Haruki Murakami's 24 short stories written between 1981 and 2005 published as Blind Willow, Sleeping Woman - much recommended.http://en.wikipedia.org/wiki/Haruki_Murakami
Martin - another thing Amazon does well according to an author I heard from is to pay on time. An author can be sure of receiving income in a timely manner from them, whereas some other marketers of books may make them wait.Also, for folks like me living far from English language stores, Amazon offers the least expensive shipping options.As for energy sea changes, we ran out of options about 25 years ago. We don't have time to screw around anymore. I'm afraid I'm not optimistic about my fellow man acting more intelligently than yeast when it comes to managing limited resources, and so am planning and acting for myself, those I care about, and neighbors, as if others will do nothing to mitigate the damage.Blind Willow, Sleeping Woman - a book I don't own. I'll have to order a copy. Thanks!
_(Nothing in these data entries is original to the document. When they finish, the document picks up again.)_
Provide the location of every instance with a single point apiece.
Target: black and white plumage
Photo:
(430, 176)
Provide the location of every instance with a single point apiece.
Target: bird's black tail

That's quite a mix you have there.I'm just winding up a long and careful read of "Parallel Worlds: The Science of Alternative Universes and Our Future in the Cosmos" by Professor Michio Kaku.I'm skimming through one of my old books "A Return to Modesty: Rediscovering the Lost Virtue" by Wendy Shalit.I've put aside Edith Wharton's "Old New York" for next week's commute, and I'm waiting for my next Smithsonian as I finished the last one way too quickly!
@ Ladybug - I've read Malcolm Gladwell before: "Blink" and enjoyed it. Would definitely recommend him to anyone.
Olivia - I recommend them all.Interesting mix you have there too.I used to get Smithsonian - always good material in there.
So how IS your sailboat?
Bonnie - it's awaiting a custom trailer hitch from the US, then trailer licensing. Still weeks from getting wet.